L’art contemporain joue un rôle clé dans cette dynamique. Des artistes réinterprètent les symboles républicains pour leur donner un sens nouveau. Par exemple, des Marianne aux traits plus diversifiés apparaissent dans les mairies. Ces initiatives montrent que la symbolique républicaine n’est pas figée dans le marbre du XIXe siècle, mais qu’elle est une matière vivante capable d’intégrer de nouveaux récits.
📌 Le rôle central de l’éducation
En fin de compte, la statue la plus solide ou la plus fragile n’est rien sans le regard qui se pose sur elle. Les polémiques actuelles soulignent l’importance cruciale de l’enseignement de l’histoire. C’est à l’école que se forgent les clés de compréhension permettant de distinguer l’hommage de l’analyse critique. Pour approfondir, tu peux consulter les programmes sur Eduscol.
Un citoyen éclairé doit être capable de regarder une statue de Colbert en sachant à la fois qu’il a structuré l’État et codifié l’esclavage. Il doit comprendre pourquoi une statue a été érigée en 1880 et pourquoi elle choque en 2025. L’apaisement des mémoires ne passera pas par la destruction des symboles, mais par l’élévation du niveau de connaissance historique de l’ensemble de la population.
C’est tout l’enjeu des monuments aux morts et autres lieux de mémoire : ils ne sont pas des points finaux, mais des points de départ pour la réflexion. La République de demain se construira en regardant son passé avec lucidité, sans haine ni tabou, pour mieux vivre ensemble au présent.
Ériger de nouvelles figures représentatives de la France actuelle et former des citoyens lucides grâce à l’école : les deux clés pour apaiser les mémoires. 📷 Création pour reviserhistoire.fr
🧠 À retenir sur les polémiques autour des statues
- Les polémiques opposent la mémoire (ressenti, identité) à l’histoire (science, contexte) dans un espace public hérité du XIXe siècle.
- Les tensions se concentrent sur l’héritage colonial et esclavagiste (Colbert, Faidherbe) et la sous-représentation des femmes.
- La France a une position spécifique : plutôt que de déboulonner les statues de personnages historiques controversés ou de débaptiser des rues, mieux vaudrait élever sur les même lieux, en réponse, des monuments dédiés à d’autres figures afin de « regarder l’Histoire en face », a suggéré l’entourage d’Emmanuel Macron.
- L’objectif est d’enrichir le patrimoine par la sédimentation : ajouter de nouveaux symboles (diversité, femmes) sans effacer les traces du passé. Les historiens parlent parfois de « sédimentation mémorielle » pour désigner cette logique d’empilement de symboles au lieu de les effacer.

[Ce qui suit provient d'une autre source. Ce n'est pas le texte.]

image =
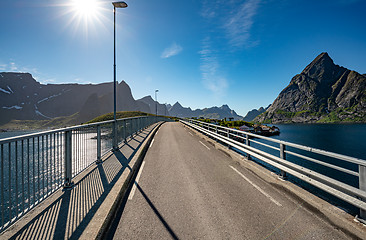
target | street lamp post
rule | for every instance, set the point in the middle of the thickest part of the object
(156, 102)
(115, 5)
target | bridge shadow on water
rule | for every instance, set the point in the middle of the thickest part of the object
(69, 211)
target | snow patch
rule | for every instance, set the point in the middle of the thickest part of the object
(39, 113)
(48, 98)
(4, 91)
(10, 89)
(13, 107)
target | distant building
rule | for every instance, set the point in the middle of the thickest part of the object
(246, 128)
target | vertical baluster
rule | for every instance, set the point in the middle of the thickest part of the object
(68, 159)
(99, 145)
(39, 167)
(28, 178)
(362, 186)
(34, 171)
(10, 202)
(248, 144)
(2, 183)
(54, 161)
(47, 164)
(283, 156)
(43, 170)
(23, 198)
(16, 179)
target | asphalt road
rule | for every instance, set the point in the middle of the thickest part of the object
(187, 189)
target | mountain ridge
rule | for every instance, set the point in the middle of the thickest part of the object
(23, 98)
(323, 92)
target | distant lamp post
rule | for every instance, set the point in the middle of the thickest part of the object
(115, 5)
(156, 102)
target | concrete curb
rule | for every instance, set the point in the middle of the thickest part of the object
(326, 211)
(99, 226)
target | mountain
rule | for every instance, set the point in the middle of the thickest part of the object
(254, 113)
(152, 104)
(23, 98)
(322, 92)
(177, 110)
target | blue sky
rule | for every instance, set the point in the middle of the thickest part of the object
(200, 53)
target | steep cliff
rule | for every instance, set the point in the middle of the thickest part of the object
(322, 92)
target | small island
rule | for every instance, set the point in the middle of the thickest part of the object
(244, 126)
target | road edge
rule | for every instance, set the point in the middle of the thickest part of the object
(326, 211)
(117, 194)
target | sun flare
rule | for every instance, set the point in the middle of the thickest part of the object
(85, 8)
(84, 16)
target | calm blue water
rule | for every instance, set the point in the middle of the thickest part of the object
(346, 139)
(14, 133)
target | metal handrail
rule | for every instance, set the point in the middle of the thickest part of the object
(344, 191)
(33, 166)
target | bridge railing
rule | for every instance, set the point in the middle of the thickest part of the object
(341, 176)
(34, 166)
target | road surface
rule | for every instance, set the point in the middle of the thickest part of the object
(187, 189)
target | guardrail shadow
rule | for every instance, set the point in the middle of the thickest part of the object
(70, 212)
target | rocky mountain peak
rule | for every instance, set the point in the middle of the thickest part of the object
(323, 91)
(177, 104)
(323, 69)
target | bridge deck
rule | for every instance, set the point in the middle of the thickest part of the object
(67, 213)
(188, 189)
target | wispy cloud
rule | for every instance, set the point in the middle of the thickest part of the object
(235, 18)
(171, 51)
(239, 23)
(211, 78)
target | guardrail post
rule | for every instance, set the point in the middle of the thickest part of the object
(283, 156)
(124, 131)
(248, 144)
(362, 186)
(115, 136)
(99, 145)
(68, 160)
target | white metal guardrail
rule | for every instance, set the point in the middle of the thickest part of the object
(243, 140)
(34, 166)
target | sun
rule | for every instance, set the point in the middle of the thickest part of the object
(85, 8)
(84, 16)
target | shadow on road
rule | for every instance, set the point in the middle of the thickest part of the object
(72, 209)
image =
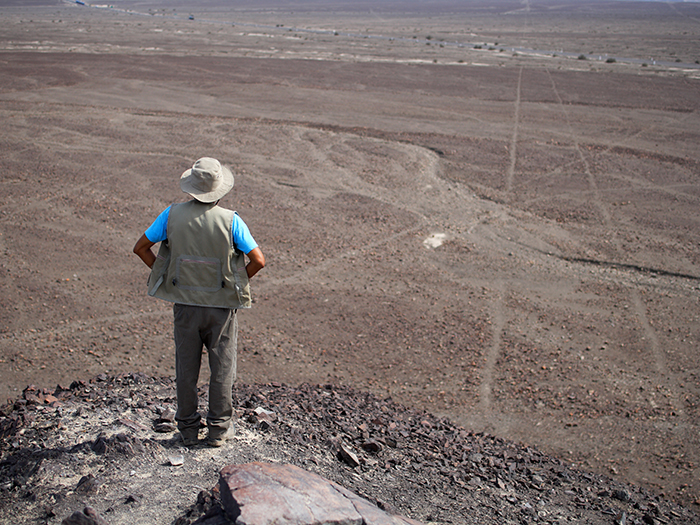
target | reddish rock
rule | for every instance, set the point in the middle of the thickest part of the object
(265, 493)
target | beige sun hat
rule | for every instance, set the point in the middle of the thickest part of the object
(207, 180)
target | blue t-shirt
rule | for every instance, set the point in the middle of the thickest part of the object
(242, 239)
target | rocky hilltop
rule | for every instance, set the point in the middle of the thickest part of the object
(110, 444)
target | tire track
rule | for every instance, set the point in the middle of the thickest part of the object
(514, 138)
(640, 311)
(494, 350)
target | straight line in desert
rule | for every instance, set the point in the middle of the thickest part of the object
(640, 310)
(494, 350)
(514, 138)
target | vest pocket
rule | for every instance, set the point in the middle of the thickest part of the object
(199, 274)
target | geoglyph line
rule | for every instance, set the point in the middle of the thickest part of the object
(514, 139)
(640, 310)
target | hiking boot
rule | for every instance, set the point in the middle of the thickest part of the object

❓ FAQ : Questions fréquentes sur les statues et symboles
🧩 Est-ce illégal de dégrader une statue ?
Oui, absolument. En France, dégrader un bien public (ou privé) est un délit puni par la loi, passible d’amendes et de peines de prison. Même si la motivation est politique, l’acte reste une infraction pénale qualifiée de vandalisme.
🧩 Pourquoi ne met-on pas toutes les statues controversées dans des musées ?
C’est une solution souvent proposée, mais logistiquement difficile vu le nombre de statues et leur taille. De plus, pour l’État, cela reviendrait à « cacher » l’histoire. L’idée est plutôt de transformer la rue en musée à ciel ouvert grâce à des explications pédagogiques.
🧩 Qui décide d’installer ou de retirer une statue ?
C’est généralement la municipalité (le maire et le conseil municipal) qui gère l’espace public local. Pour les monuments nationaux ou situés sur des lieux appartenant à l’État, la décision revient au gouvernement (Ministère de la Culture). C’est donc une décision politique.